Now that her replacement has been found, Bliven is looking forward to retiring on Jan. 30.

“Donna has served the staff and patients of Jones with compassion and dedication for many years,” said Jones CEO Eva Benedict. “While we congratulate Donna on her well-deserved retirement, we will miss her commitment to mentoring emerging clinical leaders and her passion for ensure our community receives the highest quality of care.

“She graciously worked months passed her original retirement date when COVID threatened our community, we will be forever grateful.”

Looking back over her career, Bliven noted that her interest in nursing evolved gradually and started in high school when she volunteered as a candy striper at a local hospital. She started as a nursing assistant at a nearby nursing home, a position she continued after graduation and throughout college.

After earning her registered nursing certification from Alfred State, Bliven worked as a night-shift charge nurse at the Cattaraugus County nursing home.

“I always thought I would have a career in long-term care,” she said.

However, working days became a goal once she got married, so she stopped by Jones Memorial Hospital to pick up an application.

“I wasn’t dressed for an interview — I was planning on just picking up the application and dropping it off later — but they wanted to interview me immediately,” she said.

Bliven was hired part-time as a day shift nurse, until a full-time position opened on the medical-surgical (med-surg) unit. During her early career, she worked primarily on med-surg, but also spent time in the emergency room, intensive care unit and in stress testing, eventually moving into leadership as a head nurse on the med-surg unit — after passing the Civil Service test required at the time.

Bliven earned her Bachelor of Science in Nursing from Daemen College and a master’s in health administration from Roberts Wesleyan College.

As the focus of patient care transitioned to outpatient services, the hospital merged the two inpatient units on the second floor and eventually closed the third floor to inpatients. At this point, Bliven was offered a different opportunity in the hospital, overseeing clinical pathway development and patient education, as well as case management. The position of ICU manager was added eventually.

Then, in 2006, Bliven became the chief nursing officer and VP of patient care services, which included oversight of the pharmacy, staff development and infection prevention, as well as the inpatient areas and ER. She has held this position for the past 14 years.

“I was attracted to nursing because I loved dealing with patients and their families,” she said. “I know it sounds cliché, but I wanted to make a difference.”

She credited the doctors she worked with early in her career — “Dr. Felsen, Dr. Coch, Dr. Cudahy, Dr.

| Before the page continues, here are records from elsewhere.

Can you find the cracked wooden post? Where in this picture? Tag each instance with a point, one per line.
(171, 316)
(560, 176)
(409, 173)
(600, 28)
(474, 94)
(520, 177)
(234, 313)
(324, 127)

Sale” — were a major influence on the nurse she became.

“It was different then because you really got to know the doctors and had to earn their trust in your assessment and clinical skills and abilities,” she said. “They came in to round on their patients in the mornings and then left for their offices, leaving us to manage the patients.”

Her first nurse manager also gave her advice that she continues to pass on to new nurses.

“Nursing is a stressful job so it is important to have fun,” she said. “We need to laugh.”